Harga minyak mentah dunia menguat setelah serangan Israel ke Iran, dan serangan balik dilakukan Iran kepada Israel. Ketegangan ini mendorong harga minyak mentah jenis Brent berjangka diperdagangkan di atas US$90 setelah ditutup 1,1 persen lebih tinggi pada Rabu, 10 April 2024, sementara harga West Texas Intermediate (WTI) mendekati US$86.

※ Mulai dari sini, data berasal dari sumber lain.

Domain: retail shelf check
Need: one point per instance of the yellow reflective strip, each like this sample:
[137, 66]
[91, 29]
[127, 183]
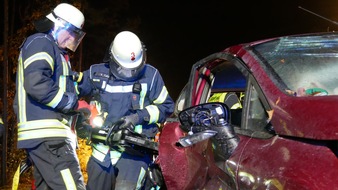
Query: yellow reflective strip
[21, 93]
[140, 178]
[154, 113]
[76, 88]
[42, 122]
[99, 151]
[138, 129]
[162, 97]
[63, 77]
[43, 133]
[40, 56]
[16, 179]
[115, 156]
[56, 100]
[68, 179]
[79, 79]
[143, 95]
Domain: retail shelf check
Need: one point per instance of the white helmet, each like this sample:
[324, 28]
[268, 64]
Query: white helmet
[68, 17]
[127, 56]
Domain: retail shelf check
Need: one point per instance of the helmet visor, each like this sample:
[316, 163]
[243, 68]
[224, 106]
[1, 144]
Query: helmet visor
[126, 74]
[77, 36]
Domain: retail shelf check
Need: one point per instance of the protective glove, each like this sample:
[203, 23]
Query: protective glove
[82, 127]
[71, 103]
[129, 122]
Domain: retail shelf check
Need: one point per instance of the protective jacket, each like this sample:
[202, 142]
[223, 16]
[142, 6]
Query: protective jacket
[43, 88]
[147, 96]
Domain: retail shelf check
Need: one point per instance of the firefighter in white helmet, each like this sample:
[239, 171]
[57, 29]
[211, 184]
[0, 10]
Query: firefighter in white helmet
[130, 92]
[46, 95]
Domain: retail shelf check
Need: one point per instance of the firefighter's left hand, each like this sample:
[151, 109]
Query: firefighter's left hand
[129, 122]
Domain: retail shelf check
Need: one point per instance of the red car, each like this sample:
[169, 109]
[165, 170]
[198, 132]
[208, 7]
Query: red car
[286, 116]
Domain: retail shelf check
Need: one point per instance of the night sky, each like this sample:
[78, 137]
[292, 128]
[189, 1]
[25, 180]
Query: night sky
[178, 34]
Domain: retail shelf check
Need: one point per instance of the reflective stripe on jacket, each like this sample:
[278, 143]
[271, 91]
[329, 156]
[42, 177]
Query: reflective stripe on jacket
[152, 104]
[43, 76]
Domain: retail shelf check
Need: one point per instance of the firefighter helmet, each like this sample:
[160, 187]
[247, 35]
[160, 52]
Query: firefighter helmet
[67, 17]
[127, 56]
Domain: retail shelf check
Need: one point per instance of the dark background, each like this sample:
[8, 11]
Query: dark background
[178, 33]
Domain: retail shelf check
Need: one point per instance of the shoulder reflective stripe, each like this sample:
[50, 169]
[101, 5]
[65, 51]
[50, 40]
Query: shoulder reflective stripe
[236, 106]
[162, 97]
[42, 123]
[143, 94]
[65, 73]
[141, 177]
[57, 99]
[21, 93]
[46, 128]
[40, 56]
[99, 151]
[44, 133]
[153, 112]
[114, 156]
[68, 179]
[138, 129]
[119, 89]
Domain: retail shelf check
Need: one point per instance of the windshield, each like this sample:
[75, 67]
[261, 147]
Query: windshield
[306, 65]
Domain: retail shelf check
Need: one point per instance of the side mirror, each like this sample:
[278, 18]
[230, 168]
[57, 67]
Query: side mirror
[203, 116]
[196, 138]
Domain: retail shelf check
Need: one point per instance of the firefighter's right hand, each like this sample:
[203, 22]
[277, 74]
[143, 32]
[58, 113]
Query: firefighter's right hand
[83, 128]
[71, 102]
[128, 122]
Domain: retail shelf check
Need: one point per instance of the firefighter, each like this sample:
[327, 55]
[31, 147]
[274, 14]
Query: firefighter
[45, 97]
[130, 91]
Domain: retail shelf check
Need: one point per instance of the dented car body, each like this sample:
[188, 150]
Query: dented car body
[287, 123]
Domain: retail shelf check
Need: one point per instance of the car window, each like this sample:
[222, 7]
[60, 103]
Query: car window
[301, 66]
[257, 118]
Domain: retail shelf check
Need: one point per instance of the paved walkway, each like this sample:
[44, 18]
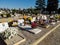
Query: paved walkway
[2, 42]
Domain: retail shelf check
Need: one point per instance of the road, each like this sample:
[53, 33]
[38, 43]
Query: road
[52, 39]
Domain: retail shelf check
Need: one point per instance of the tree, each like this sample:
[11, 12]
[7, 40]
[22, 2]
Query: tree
[52, 5]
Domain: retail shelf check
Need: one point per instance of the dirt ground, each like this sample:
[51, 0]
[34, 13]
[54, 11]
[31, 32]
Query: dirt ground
[52, 39]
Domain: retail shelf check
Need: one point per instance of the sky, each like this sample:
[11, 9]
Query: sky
[17, 3]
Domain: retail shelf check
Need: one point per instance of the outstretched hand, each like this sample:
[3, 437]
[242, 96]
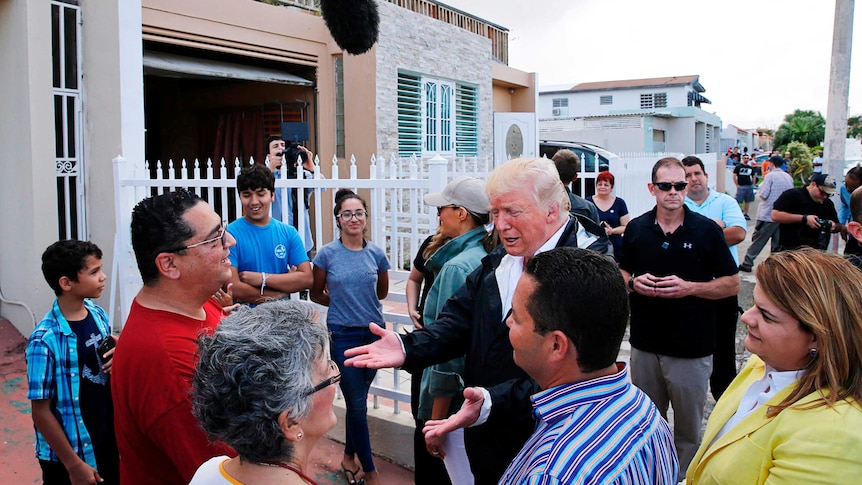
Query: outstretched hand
[386, 352]
[465, 417]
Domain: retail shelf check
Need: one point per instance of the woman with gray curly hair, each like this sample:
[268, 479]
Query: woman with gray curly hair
[263, 385]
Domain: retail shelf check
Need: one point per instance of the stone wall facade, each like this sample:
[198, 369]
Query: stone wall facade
[418, 44]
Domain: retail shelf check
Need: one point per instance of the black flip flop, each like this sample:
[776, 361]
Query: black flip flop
[350, 476]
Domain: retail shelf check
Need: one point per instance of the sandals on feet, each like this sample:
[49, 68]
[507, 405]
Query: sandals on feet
[350, 476]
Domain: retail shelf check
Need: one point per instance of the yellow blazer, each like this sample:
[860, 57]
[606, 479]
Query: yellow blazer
[821, 445]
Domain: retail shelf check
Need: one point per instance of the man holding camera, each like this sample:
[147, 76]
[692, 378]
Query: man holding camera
[276, 152]
[806, 214]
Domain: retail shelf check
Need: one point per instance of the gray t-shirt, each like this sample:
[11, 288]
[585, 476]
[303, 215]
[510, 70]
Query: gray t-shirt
[351, 278]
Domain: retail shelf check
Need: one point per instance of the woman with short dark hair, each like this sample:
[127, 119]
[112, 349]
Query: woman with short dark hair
[263, 386]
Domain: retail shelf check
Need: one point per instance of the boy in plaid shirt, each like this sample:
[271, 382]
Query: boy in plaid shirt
[68, 379]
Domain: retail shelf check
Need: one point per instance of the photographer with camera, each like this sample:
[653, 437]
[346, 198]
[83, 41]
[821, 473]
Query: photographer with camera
[277, 152]
[806, 214]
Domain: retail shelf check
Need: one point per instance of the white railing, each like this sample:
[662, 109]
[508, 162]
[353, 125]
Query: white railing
[399, 219]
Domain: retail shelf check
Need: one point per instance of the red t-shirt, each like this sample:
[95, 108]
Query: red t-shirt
[159, 439]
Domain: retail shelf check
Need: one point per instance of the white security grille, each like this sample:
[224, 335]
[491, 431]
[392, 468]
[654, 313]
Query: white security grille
[68, 146]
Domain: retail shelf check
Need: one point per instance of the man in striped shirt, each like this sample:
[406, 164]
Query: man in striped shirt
[569, 314]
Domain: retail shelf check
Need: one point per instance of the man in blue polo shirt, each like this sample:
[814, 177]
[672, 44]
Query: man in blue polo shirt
[677, 265]
[725, 212]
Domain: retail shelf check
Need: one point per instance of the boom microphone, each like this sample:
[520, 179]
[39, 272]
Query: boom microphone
[352, 23]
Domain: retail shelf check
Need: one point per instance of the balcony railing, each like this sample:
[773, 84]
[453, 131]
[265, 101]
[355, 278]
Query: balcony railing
[310, 5]
[499, 35]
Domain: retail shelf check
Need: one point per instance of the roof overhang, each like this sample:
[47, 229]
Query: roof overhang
[172, 65]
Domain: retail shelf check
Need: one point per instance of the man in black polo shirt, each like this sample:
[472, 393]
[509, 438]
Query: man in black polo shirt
[801, 212]
[744, 177]
[677, 264]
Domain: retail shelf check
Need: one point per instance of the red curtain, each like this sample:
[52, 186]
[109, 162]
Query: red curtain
[231, 133]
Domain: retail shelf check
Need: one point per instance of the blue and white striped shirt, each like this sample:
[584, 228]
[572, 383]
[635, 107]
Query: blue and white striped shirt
[603, 430]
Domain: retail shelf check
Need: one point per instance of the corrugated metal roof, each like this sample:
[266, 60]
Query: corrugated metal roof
[638, 83]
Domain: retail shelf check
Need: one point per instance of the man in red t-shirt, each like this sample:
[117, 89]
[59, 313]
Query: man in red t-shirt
[181, 247]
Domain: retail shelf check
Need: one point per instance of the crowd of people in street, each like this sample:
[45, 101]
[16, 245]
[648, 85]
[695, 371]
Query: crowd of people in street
[520, 303]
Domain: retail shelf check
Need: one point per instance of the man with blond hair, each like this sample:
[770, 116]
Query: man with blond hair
[531, 214]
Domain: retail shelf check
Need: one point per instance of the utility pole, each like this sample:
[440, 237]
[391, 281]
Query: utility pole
[839, 90]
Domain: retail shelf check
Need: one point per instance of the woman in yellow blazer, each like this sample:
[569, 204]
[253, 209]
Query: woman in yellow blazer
[793, 415]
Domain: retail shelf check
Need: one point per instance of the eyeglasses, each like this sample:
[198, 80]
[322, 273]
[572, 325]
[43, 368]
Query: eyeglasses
[347, 215]
[328, 382]
[440, 209]
[666, 186]
[222, 234]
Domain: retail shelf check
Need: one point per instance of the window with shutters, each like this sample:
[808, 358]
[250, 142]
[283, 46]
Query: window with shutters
[646, 101]
[437, 116]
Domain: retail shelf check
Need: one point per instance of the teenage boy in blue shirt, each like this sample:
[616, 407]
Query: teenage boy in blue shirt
[68, 378]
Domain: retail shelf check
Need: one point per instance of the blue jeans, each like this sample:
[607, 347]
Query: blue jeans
[355, 383]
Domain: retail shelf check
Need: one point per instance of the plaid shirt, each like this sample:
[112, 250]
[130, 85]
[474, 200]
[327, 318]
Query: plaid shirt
[52, 373]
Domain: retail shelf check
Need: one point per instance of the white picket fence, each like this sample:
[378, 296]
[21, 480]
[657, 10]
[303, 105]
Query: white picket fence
[399, 219]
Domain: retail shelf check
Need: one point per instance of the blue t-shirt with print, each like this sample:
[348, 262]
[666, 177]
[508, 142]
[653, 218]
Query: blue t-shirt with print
[351, 278]
[272, 248]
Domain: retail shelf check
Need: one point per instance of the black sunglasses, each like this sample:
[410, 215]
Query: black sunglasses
[666, 186]
[328, 382]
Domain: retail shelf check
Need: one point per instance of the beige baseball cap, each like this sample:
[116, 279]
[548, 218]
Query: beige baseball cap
[463, 191]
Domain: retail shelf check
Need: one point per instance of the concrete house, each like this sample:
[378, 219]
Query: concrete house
[88, 80]
[637, 115]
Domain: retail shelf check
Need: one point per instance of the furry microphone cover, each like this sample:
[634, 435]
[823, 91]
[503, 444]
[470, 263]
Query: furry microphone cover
[352, 23]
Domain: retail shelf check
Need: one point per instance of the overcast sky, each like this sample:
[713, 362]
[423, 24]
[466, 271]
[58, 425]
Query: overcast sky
[758, 59]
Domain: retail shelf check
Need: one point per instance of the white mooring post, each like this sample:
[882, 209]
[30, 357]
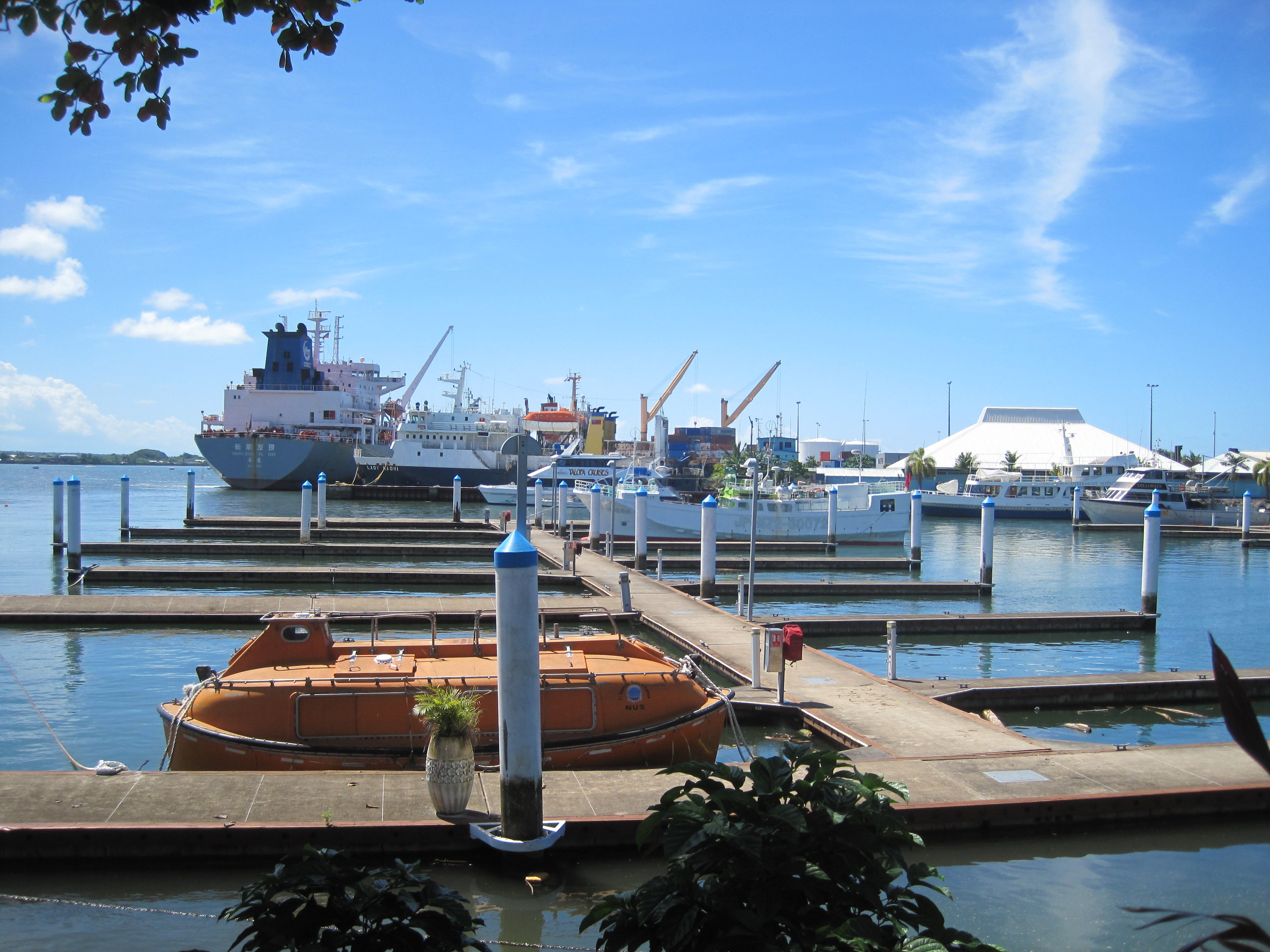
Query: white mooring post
[597, 518]
[520, 720]
[915, 527]
[624, 584]
[986, 527]
[59, 515]
[306, 502]
[641, 529]
[756, 652]
[73, 525]
[1151, 556]
[709, 521]
[124, 505]
[832, 527]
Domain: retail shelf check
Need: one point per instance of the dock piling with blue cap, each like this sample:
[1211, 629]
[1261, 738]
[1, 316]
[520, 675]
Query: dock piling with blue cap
[988, 516]
[1151, 555]
[641, 530]
[520, 720]
[915, 527]
[709, 533]
[306, 501]
[124, 506]
[59, 515]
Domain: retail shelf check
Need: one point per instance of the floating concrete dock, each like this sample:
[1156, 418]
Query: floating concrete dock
[968, 624]
[785, 564]
[296, 550]
[145, 576]
[82, 610]
[848, 589]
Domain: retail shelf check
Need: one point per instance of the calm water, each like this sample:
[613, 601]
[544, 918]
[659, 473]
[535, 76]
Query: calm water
[1035, 894]
[100, 686]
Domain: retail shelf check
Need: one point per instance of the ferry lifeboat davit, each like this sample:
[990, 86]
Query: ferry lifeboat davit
[294, 699]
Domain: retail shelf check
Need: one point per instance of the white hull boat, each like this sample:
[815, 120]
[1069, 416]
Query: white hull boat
[863, 518]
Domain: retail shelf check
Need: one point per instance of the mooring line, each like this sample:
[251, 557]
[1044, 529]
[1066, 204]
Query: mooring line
[104, 905]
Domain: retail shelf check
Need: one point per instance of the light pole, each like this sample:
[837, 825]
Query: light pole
[1151, 445]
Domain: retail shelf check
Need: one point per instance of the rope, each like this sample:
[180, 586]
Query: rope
[695, 672]
[77, 763]
[104, 905]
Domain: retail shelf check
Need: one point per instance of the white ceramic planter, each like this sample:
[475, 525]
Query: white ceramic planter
[450, 770]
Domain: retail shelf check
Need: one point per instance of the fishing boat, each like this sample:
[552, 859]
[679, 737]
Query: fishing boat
[868, 513]
[295, 699]
[1182, 502]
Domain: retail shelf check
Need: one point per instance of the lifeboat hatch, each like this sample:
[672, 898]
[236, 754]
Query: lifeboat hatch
[373, 714]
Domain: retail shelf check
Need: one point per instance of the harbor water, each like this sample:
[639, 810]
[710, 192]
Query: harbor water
[100, 685]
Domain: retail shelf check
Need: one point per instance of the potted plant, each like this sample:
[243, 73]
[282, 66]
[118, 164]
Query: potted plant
[453, 716]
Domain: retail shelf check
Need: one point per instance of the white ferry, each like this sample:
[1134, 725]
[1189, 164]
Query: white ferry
[1021, 497]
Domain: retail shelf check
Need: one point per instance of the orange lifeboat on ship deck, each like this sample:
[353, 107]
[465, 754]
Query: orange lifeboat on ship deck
[292, 699]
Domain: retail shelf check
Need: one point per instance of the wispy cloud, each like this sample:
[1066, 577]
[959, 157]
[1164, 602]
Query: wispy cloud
[23, 395]
[1237, 200]
[691, 200]
[198, 329]
[977, 214]
[40, 239]
[291, 296]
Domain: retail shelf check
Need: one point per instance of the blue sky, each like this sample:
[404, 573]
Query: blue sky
[1050, 205]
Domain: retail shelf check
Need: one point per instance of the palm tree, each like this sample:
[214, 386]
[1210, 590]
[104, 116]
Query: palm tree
[920, 466]
[1262, 471]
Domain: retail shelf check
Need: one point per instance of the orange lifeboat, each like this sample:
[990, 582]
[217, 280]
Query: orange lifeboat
[553, 419]
[292, 699]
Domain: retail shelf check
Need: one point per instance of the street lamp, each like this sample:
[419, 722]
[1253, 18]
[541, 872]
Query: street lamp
[1151, 445]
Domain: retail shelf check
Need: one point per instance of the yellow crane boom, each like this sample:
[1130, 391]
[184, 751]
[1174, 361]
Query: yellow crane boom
[727, 419]
[646, 414]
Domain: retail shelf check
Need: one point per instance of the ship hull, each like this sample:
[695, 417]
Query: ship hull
[277, 461]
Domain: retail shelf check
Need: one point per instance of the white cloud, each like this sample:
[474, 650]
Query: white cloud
[566, 169]
[689, 201]
[72, 412]
[285, 299]
[500, 60]
[39, 239]
[173, 299]
[32, 241]
[66, 282]
[1234, 205]
[198, 329]
[976, 214]
[72, 214]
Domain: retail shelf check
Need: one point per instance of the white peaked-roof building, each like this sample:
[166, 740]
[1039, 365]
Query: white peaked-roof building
[1042, 437]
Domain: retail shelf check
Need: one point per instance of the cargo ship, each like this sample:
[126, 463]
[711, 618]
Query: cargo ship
[298, 415]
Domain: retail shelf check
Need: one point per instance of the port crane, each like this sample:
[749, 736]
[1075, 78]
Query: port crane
[646, 414]
[727, 419]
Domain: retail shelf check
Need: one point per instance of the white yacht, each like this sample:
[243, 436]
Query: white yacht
[1021, 497]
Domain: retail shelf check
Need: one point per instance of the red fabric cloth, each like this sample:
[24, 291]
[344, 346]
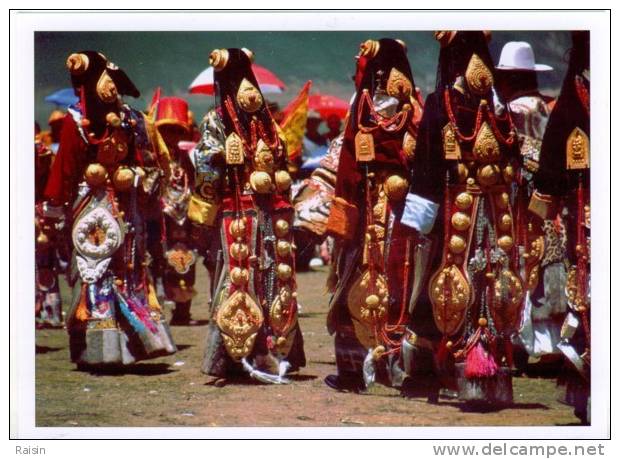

Merespons hal ini, Direktur Utama PT Pertamina Patra Niaga Riva Siahaan mengatakan, ketegangan geopolitik dan pengurangan pasokan OPEC+ telah mengerek harga minyak dunia tahun ini naik hampir 18 persen. Dia menyatakan, di tengah kenaikan harga minyak mentah dunia, Pertamina Patra Niaga akan terus menjaga pasokan BBM nasional serta stabilitas harga.

Bacaan Lainnya

“Kecenderungan harga minyak mentah naik, namun kami tetap memastikan pasokan BBM nasional dalam kondisi aman. Kami juga komitmen menjaga harga BBM domestik tetap stabil agar tidak berdampak pada inflasi dan daya beli masyarakat,” ujar Riva dalam keterangannya Senin, 15 April 2024.

Di tengah kondisi tersebut, dia melanjutkan, Pertamina Patra Niaga juga memastikan stok BBM nasional aman selama masa Satgas RAFI. Pasokan tersedia jauh lebih tinggi untuk mengantisipasi lonjakan permintaan selama arus mudik dan balik Lebaran.